„Du bist also Lia ...“
„Und du East ...“, antworte ich selbstbewusster, als ich mich fühle.
„Du hast Cari gequält mit deinen Briefen … wer meine Gefährtin quält, steht nicht auf meiner Freundesliste.“
„Sie ist meine Schwester, falls du das vergessen hast ...“, sage ich, weil mir in Anbetracht der bedrohlichen Situation kein besseres Argument einfällt.
„Umso schlimmer … “ Easts Worte sind so schneidend, dass es mir eiskalt den Rücken hinunterläuft.
„East ...“, mischt Cari sich ein, die selbst sichtlich nervös wirkt. „Lass es gut sein … ich habe ihr gesagt, dass ich nicht zur Erde zurückgehe.“
„Ich bin froh, dass du hier bist, Lia ...“, sagt East zu mir, ohne sich von Cari ablenken zu lassen.
„Wirklich?“, frage ich mit einem Hauch von Spott in der Stimme, obwohl jeder natürliche Instinkt mir sagt, dass ich besser die Klappe halten sollte.
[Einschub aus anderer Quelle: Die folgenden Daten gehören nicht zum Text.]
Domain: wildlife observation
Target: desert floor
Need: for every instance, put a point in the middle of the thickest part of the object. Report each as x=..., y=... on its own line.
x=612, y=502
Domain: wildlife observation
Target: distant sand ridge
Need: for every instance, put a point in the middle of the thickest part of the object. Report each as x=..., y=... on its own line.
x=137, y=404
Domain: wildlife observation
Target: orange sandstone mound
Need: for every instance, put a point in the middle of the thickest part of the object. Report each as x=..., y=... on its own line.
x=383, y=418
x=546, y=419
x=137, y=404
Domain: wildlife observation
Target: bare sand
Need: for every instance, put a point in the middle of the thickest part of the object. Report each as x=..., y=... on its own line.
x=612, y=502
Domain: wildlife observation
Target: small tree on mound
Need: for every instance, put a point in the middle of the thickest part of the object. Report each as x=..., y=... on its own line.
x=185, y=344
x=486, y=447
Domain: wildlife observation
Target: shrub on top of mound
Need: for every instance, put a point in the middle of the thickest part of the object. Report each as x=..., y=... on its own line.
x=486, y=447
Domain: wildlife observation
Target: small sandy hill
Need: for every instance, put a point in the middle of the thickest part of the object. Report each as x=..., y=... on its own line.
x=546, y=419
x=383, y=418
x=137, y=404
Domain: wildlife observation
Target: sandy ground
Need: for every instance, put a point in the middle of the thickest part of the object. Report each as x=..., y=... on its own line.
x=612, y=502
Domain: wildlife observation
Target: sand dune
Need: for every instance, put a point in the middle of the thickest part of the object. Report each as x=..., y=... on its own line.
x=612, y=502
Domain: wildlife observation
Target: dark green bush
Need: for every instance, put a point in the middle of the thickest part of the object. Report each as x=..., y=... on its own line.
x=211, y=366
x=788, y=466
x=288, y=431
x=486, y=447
„Aber ja … so können wir ein für alle Mal klarstellen, zu wem Cari gehört! Du wirst sie in Ruhe lassen!“
In meine durchaus berechtigte Furcht vor dem riesigen Trooper mischt sich meine natürliche Bissigkeit. Was bildet sich dieser Kampfprolet eigentlich ein?! Ich bin die Tochter eines Senators, er ist ein Krimineller mit Animalationshintergrund … oder wie auch immer man diesen genetischen Unfall mit Tiergenen nennen soll!
„Du hast mir gar nichts zu sagen! Mein Vater ist Senator, und wenn er auch nur ein Wort an Präsident Baker richtet, landest du wieder da, wo du herkommst … in einer Umerziehungsanstalt für genetisch Verkorkste!“
„Oh Shit … halt einfach den Mund, Lia … bitte ...“, sagt Cari leise.
Das Gefühl der Genugtuung kribbelt in meiner Wirbelsäule. Ich habe dem stumpfsinnigen Tier einen verbalen Tritt in die Eier verpasst. Woahhh … du kannst es noch Lia! Mein Professor an der Uni sagte immer, dass meine Worte schärfer als jede Waffe wären … genau deshalb bin ich Journalistin geworden.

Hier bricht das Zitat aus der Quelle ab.